I am trying to copy this artist's type of sketches. --> https://www.pinterest.com/leah9815/jon-mcnaughton-sketches/

Do you know how you would learn to sketch like this? My best guess is that by sketching people so many times, you would be able to make the sketch look natural, but yet slightly messy, like it was just thrown onto the paper. Not the standard every-line-is-perfect type of sketching (which I love as well) is kind of what I'm looking for. Does anyone have any advice, tips or sources for where I might be able to learn to sketch like this? 

Thanks!


----------



## Schizo (Sep 18, 2016)

Probably not what you want to hear, but your best bet is to just practice sketching like that.

If you want the drawings to look more loose, maybe try to draw a little faster, and holding the pencil at a tighter angle (~30-35°). That's what I'd do, if I were to try drawing like that.
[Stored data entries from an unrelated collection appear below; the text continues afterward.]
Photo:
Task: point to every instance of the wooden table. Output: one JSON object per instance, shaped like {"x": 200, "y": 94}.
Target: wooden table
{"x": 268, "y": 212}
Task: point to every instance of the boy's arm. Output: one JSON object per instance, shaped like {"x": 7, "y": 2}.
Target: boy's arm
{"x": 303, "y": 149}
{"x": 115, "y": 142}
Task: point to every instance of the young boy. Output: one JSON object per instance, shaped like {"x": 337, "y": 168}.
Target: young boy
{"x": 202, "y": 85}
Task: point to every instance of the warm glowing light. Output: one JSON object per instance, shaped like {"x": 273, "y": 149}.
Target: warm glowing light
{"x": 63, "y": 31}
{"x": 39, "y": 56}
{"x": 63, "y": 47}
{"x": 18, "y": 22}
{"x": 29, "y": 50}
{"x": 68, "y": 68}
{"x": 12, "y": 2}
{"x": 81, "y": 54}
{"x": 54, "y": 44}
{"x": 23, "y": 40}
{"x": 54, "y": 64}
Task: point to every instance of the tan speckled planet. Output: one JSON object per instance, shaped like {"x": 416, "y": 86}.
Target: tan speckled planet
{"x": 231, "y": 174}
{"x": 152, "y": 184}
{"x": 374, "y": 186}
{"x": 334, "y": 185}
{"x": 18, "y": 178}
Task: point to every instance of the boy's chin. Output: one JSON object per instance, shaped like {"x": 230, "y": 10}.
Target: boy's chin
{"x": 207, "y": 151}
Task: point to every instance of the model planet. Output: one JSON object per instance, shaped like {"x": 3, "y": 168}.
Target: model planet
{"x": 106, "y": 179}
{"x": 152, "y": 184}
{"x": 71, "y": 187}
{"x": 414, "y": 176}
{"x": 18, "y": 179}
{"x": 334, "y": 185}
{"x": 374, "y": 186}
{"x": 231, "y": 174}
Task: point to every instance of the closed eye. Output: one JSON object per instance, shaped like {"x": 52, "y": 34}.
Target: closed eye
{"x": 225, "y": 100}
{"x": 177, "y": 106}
Drawing at that angle will make the lines look thicker, and more messy.

Also, his drawings look like they're really small. They probably only take up 1/4 of the page, so drawing things smaller could help. It would be really difficult to make a drawing look like that with it taking up the whole page.

Another thing I notice in his drawings is that he seems to not use a super wide range of values. It looks like he sections off different areas to have certain values (kind of like those coloring books that assign colors to letters). So before you start to draw, on a different piece of paper, you could experiment with that. I'd say probably 2 darks, 1 medium, and 2 lights at most.

Good luck!


----------



## LeahMS (Jan 6, 2017)

Awesome! Thank you SO MUCH! That helped a lot.


----------